Giffords, student activists tell Houston to back midterm candidates who support gun control
Former U.S. Rep. Gabby Giffords and her husband Mark Kelly, a retired astronaut, stopped at the University of Houston to try to get voters out in a state whose gun laws earned an “F” rating from Giffords’ organization.
Kelly and Giffords, who survived a 2011 shooting, have been active on the campaign trail for months in areas with contested midterm elections. She endorsed a endorsed a bevy of candidates, including Lizzie Pannill Fletcher, the Democrat lying to unseat Rep. John Culberson, R-Houston, in a race viewed as key to Democrats’ chances of gaining control of the House.

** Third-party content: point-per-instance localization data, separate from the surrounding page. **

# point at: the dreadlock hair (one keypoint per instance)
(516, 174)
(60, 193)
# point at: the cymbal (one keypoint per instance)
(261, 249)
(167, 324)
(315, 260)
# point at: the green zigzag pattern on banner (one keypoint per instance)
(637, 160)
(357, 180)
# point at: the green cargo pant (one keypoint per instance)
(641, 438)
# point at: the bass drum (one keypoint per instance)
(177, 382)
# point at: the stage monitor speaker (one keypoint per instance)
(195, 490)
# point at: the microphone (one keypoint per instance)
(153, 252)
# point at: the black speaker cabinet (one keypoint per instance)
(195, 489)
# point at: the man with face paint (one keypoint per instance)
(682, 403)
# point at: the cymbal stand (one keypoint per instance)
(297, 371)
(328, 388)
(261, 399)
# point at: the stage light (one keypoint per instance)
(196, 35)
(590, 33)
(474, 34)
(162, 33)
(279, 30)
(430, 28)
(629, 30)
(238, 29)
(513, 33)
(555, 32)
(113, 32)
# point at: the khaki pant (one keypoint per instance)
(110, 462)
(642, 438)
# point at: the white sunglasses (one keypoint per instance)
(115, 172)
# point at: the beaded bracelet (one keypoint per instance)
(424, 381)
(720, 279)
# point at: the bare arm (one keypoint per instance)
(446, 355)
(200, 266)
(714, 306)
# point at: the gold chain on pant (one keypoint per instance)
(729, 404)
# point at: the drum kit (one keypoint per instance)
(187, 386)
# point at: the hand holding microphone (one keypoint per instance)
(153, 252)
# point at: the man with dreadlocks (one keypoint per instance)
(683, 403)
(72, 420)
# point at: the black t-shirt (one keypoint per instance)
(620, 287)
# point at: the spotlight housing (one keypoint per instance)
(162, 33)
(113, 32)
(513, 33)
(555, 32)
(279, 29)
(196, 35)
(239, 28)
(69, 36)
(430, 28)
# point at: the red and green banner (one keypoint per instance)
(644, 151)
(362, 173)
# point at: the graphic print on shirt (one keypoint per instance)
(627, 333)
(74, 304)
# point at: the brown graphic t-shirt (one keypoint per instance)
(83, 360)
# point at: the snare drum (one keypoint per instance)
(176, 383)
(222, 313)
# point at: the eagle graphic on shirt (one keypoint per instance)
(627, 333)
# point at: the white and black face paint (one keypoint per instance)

The pair is stumping for Fletcher Saturday and, through Giffords’ political action committee, funded a TV ad that is critical of Culberson’s stances on gun control. They were joined Friday night by survivors of school shootings in Santa Fe and Parkland, Fl., who spoke with Vox senior media correspondent Liz Plank for about 45 minutes before a crowd of more than 200 at UH’s Hilton Hotel.
The panel included Megan McGuire, a student at Santa Fe High School, where eight students and two teachers were shot and killed in May. Though McGuire, 17, is not old enough to vote, she joined her fellow students to urge support for candidates who support stricter gun control.
“I’m here because I realize that if we don’t do something about it now, it’s not going to happen,” McGuire said. “We have to change this epidemic and nip it in the bud immediately.”
Though Texas Democrats are targeting a handful of Republican-held House seats, much of the national attention has centered on the Senate race between incumbent Republican Ted Cruz and Democrat Beto O’Rourke.
Hogg was critical of Cruz in a brief interview before the event, taking issue with his opposition to universal background checks and funding for gun control research.
Hogg, asked about advocating gun control in a state that has been hostile to statewide candidates who support tighter firearm restrictions, said he has sought to reframe the conversation.
“Is Texas pro-safety? That’s the question that you need to ask,” he said. “The way that we advocate for what we talk about is in the same way that people that advocated for advocated for safer cars and roads weren’t anti-car or pro-car. We’re not anti-gun and pro-gun, we’re pro people not dying.”
Kelly said he talks to people who are critical of gun-control measures by first gathering what they do and don’t know about gun restrictions.
“It’s rare that people understand our gun laws, whether they’re federal or state,” he said. “So you often find people who feel that they are pro-gun rights and supportive of the ease of getting firearms, without realizing how easy it actually is for people who are criminals or domestic abusers or suspected terrorists.”
The former astronaut said he had not seen a recent TV ad that criticized Culberson for backing projects that would explore Europa, a Jupiter moon that scientists say could have the ingredients needed for life.
Fletcher has tied Culberson’s interest in space exploration to flood control, suggesting that he cares more about life away from Earth. Culberson has pushed back, citing his work on flood control, and shared a story on social media Friday that was critical of Fletcher’s statements about NASA.
Meanwhile, several local officials attended the event, including state Sen. Sylvia Garcia, a Democrat who is widely expected to win her open race Tuesday for Texas’ deep-blue 29th Congressional District.
“Moms are tired of it. Responsible gun owners are tired of it,” Garcia said of gun violence. “Most Texans just want to be able to do their hunting, which is the way I grew up in South Texas (on a farm). I still own a shot gun. I have one at my house right now.”